Я между тем разложил вторую пару досок и начал ждать.
— И что, он действительно может проникать внутрь чужих писем? — приглушенным голосом спросил Дис. — Но как?
— Переданная через доски информация не уничтожается тут же, а сохраняется в виде информационных пластов, — так же полушепотом сказал я. — Лёха назвал их «морем». И в призрачном состоянии он может соприкасаться с ним и взаимодействовать. Как это конкретно работает — я понятия не имею. Правда, в нашу прошлую попытку он только читал чужие сообщения. А вот удастся ли ему передать информацию на чужую королевскую доску — это большой вопрос.
— С ума сойти. Нужно что-то переделать в защитных начертаниях, ну не должно такого быть! Это же любые секреты государственной важности могут в руках какого-нибудь поднимателя мертвых оказаться.
Я покосился на князя.
— Ну, все-таки Лёха — это все-таки не какой-нибудь рядовой «подниматель мертвых», как ты сказал. Он — легендарный некромант, и неизвестно, когда родится еще один такой. Поэтому паниковать, что все государственные секреты враз рассекретят, с моей точки зрения, крайне преждевременно.
Дис вздохнул.
— Просто не выношу это их издевательское отношение к покойникам и смерти.
— Оно не издевательское, а скорее рабочее, — заметил я. — Для Лёхи труп — такой же инструмент, как лопата или кочерга.

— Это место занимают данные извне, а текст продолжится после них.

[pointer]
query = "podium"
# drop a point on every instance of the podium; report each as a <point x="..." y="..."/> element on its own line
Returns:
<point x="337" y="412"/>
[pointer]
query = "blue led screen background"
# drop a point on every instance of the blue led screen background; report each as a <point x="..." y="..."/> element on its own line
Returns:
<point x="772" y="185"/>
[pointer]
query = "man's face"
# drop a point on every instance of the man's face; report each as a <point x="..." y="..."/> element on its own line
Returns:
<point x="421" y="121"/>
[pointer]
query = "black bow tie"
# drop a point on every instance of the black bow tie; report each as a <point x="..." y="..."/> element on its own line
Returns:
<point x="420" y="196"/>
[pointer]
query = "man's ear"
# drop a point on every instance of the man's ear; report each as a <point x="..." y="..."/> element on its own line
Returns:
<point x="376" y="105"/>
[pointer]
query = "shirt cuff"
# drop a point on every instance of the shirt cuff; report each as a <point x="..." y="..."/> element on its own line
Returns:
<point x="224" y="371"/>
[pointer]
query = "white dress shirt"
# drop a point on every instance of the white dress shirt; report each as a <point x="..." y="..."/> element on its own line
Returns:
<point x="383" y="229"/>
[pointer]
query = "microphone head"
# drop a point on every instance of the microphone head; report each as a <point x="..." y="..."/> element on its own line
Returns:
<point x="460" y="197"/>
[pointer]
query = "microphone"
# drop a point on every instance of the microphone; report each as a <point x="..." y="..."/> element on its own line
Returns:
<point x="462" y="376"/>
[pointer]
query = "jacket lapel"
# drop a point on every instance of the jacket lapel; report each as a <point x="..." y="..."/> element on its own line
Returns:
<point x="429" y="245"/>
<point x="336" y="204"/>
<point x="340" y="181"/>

— А как же этика, Даня? Мораль? Мы ведь только этим по большому счету и отличаемся от скотов!..
— Я так не думаю, — еще тише ответил я.
Потому что вдруг задумался и понял, что лично для меня тоже нет никаких моральных ограничителей подобного рода. Интересно, это из-за внутренней безнравственности, или же следствие тесного общения с некромантом?
И тут на королевской доске красивым каллиграфическим почерком, с ять и твердыми знаками начали возникать слова.
«Князь Дисъ — нѣвѣроятный остолопъ и ханжа!»
Лёха тихонько захихикал.
— Ну как?
Дис хмыкнул.
— Не считая того, что за такие слова тебя стоило бы высечь — удивительно хороший результат!
— То-то же! — довольно проворчал Лёха.
Я вздохнул.
— Ну что, теперь стоит придумать текст, и сообразить, от лица какой персоны его следует написать.
Мы сели с бумагой за стол и принялись рассуждать о содержании сообщения, как вдруг в охотничий домик вбежал сияющий горбун.
— Господин, беда! — крикнул он.
И протянул ему королевскую доску, на которой рукой Лёхи было начертано про остолопа.
— Такая надпись появилась на всех королевских досках! Моя копия из Багряного святилища прямо сейчас видит точно такую же надпись прямо на главной доске, поверх всех объявлений!